島村英紀『夕刊フジ』 2015年8月21日(金曜)。5面。コラムその116 「警戒せよ! 生死を分ける地震の基礎知識」

巨大氷河が地震を引き起こした?
『夕刊フジ』の公式ホームページの題は「巨大氷河が消えたために地震が起きる? 氷河と地震の関係」

 カナダ北部にあるハドソン湾の沿岸には昔からイヌイット(エスキモー)の人たちが住んでいる。その古老たちは湾の中に新しい島が次々に生まれてきたのを語り継いでいる。これは、かつてあった氷河が消えて重しが取れたために地殻全体がゆっくり上がってきたためだ。
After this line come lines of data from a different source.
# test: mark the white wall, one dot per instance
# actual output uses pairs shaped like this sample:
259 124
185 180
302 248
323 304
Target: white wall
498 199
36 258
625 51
 氷河時代に世界の多くの場所を覆っていた氷河は厚さ数千メートル。その氷河が消えて1万年だが、「後遺症」として地震が起きているという学説が出た。現在のプレート境界ではないところ、つまりプレート・テクトニクスでは大地震が起きるはずのないところで大地震が起きた理由の説明である。しかも氷河がなかったところにも影響がおよんでいる。

 近年は地震がまったく起きていない米国東南部で1811年から1812年にかけてマグニチュード(M)8の巨大な地震が複数回起きた「ニューマドリッド地震」。米国ではアラスカ州を除いては史上最大の規模の地震だった。幸い当時は人がほとんど住んでいなかった。

 この地震群が北米大陸の氷河の融解による影響がおよんで起きたのではないかという学説が最近出されたのだ。

 この巨大な氷河はローレンタイド氷床(ひょうしょう)。「氷床」とは面積で5万平方キロメートル、東京23区の面積の80倍以上の大規模な氷河のことだ。この氷床はカナダはもちろん、北緯38度まで、つまりいまの米国の北半分を覆っていてニューヨークやシカゴもこの氷の下にあった。

 地震群が起きたのは、氷床より南にある米国の中南部だ。氷河の重しが取れたことによって氷河の周辺の地殻も歪み、それが地震を引き起こしたのでは、ということなのだ。なにせ地球のスケールの事件だから、氷河が消えて数千年たってから地震が起きても不思議ではない。

 氷河が消えたために大きな地殻変動があったのは北米大陸だけではない。スカンジナビア半島でも1万年前に氷河の重しがとれたので、最大では300メートル、全体で200メートル以上も飛び上がった。いまでも年に1センチメートルずつ上がっている。

 ノルウェーは氷河が消えていくにつれて人々が北上して住み着いていった。寒さに対する備えがなかった当時の人類にとっては、氷河が溶ける暖かさはまたとないありがたい環境の変化であった。

 それ以前には人類の祖先もほかの生物もたびたび地球の寒冷化に苦しんできた。生物の歴史とは、広く氷河に覆われることや気候の寒冷化によって多くの種が絶滅し、その後の温暖期に新しい種が別の命をはぐくんできた歴史の繰り返しだった。

 そのノルウェーでは地震観測データが残っている18世紀以降、1759年から1996年まで5回、M4〜6の地震が起きた。人口密集地の直下で起きたらかなりの被害を生じかねない地震だ。これらも氷河が消えたための地殻変動が起こした地震だと思われている。

 これからも世界のほかの場所で同じような意外な地震が起きるかもしれない。地震学者は新たに提唱された「地震の理由」に頭をかかえているのである。